販売員が担当している顧客には様々な業態がある。一般的に業態と言えば小売業や外食産業などの商業関係で用いられる区分のことを指している。例えば、コンビニ、スーパー、デパート、ドラッグストアなどのように顧客の欲求に合わせた商品の仕入れ、価格、立地、規模などの基準をもとにした態様のことを言う。電子・電機製品や計測・制御機器営業は一般商業とは違うが、顧客の態様を区分する必要がある。区分基準は商材を基準にするのではなく、営業側から顧客の全体を見て区分するのがよく、顧客の事業内容や顧客はどんな設備で物づくりをしているかなどを基準にして区分するのがよい。それらの基準で分類し、大くくりである大分類の概念がこの業界での業態ということになる。
大分類である業態には5つの種類がある。A.動力系メーカー B.非動力系メーカー C.装置産業形態ユーザー D.加工・組み立て産業形態ユーザー E.専門設備供給メーカーの5つである。いずれの業態も物づくりをしているメーカーであるが、部品や機器を販売する側から見れば、どの業態も商材を使用してくれるユーザーということになる。業態区分においてメーカーとユーザーを区別すると、部品や機器を使用して製品をつくり、その製品を物づくりのために販売しているメーカーを、メーカーとした。
実際に、部品や機器を最終的に使用して物づくりをするメーカーをユーザーとした。最初に業態A.の動力系メーカーに関して考察してみる。動力系メーカーとはモーター、ポンプ、ボイラー、油圧、空圧などの動力を搭載している機械や装置をつくっている企業であり、それらを販売している。建設や運輸機械・工作機械・自動機・産業機械や産業装置などをつくっている顧客のことである。日本が物づくりの大国になってきた過程で中核になったメーカーといえる。60年代にルイス転換点を越えた日本が人手不足になり、さらに高成長を成し遂げてきたのは業態A.の各メーカーの活躍があったからだ。人手不足に加え、当時3Kと言われた「きつい・きたない・きけん」な場所での労働に就く人が少かったため自動機や装置の需要増大につながった。90年代に入ってくると、いよいよ日本の社会は成熟し、急速な円高になると物づくりの工場建設の中心が海外に移った。

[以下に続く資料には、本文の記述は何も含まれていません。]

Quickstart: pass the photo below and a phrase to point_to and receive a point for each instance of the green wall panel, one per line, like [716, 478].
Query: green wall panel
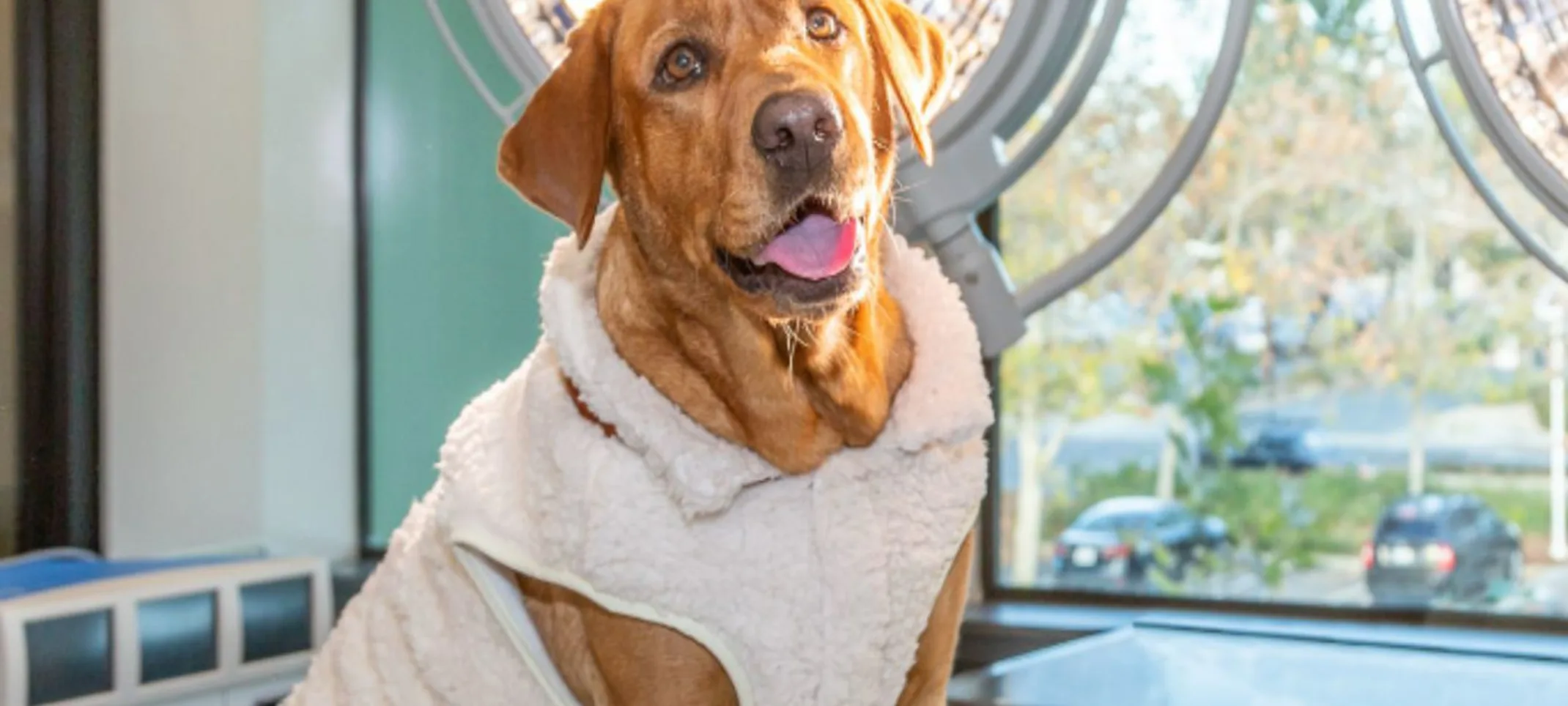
[454, 256]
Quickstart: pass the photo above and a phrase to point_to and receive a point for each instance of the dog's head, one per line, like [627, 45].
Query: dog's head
[752, 141]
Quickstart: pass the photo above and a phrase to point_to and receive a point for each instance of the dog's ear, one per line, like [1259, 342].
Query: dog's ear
[913, 56]
[555, 155]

したがって物づくりの工場をユーザーとしている業態A.のメーカーは、海外からの外需の比率が多くなってきた。最近では圧倒的に外需が多いのが業態A.のメーカーである。各企業の新設増設は海外になり国内工場の多くはリニューアル需要となってはいるが、社会が成熟してくると物の多様化が起こったり、新しい物が生まれたりするので、それらをつくる新しい需要の増加も少しずつ増えていく。21世紀に入って業態A.のメーカーは国内同士の競争だけでなく、新興国を交えた海外メーカーとのグローバル競争が激しくなっている。日本勢は高品質・高機能・先端技術を盛り込んだ機械・装置をもってしのいでいる。そのため、機械や装置に使用する部品や機器も高機能を要求される。また多機能化・システム化が進み、ますます複雑になっている。
したがって業態A.のメーカーを顧客にもつ販売員は電気的知識を深めて、販売員ながらもシステム的な技術に対応するエンジニアリング的対応が必要になっている。しかしグローバルの展開は高機能や高品質一辺倒の戦略では勝てない局面も増えてくるので、販売員は商品知識やエンジニアリング力に頼るだけでなく、業態A.のメーカーの様々な変化を嗅ぎとる力が要求される。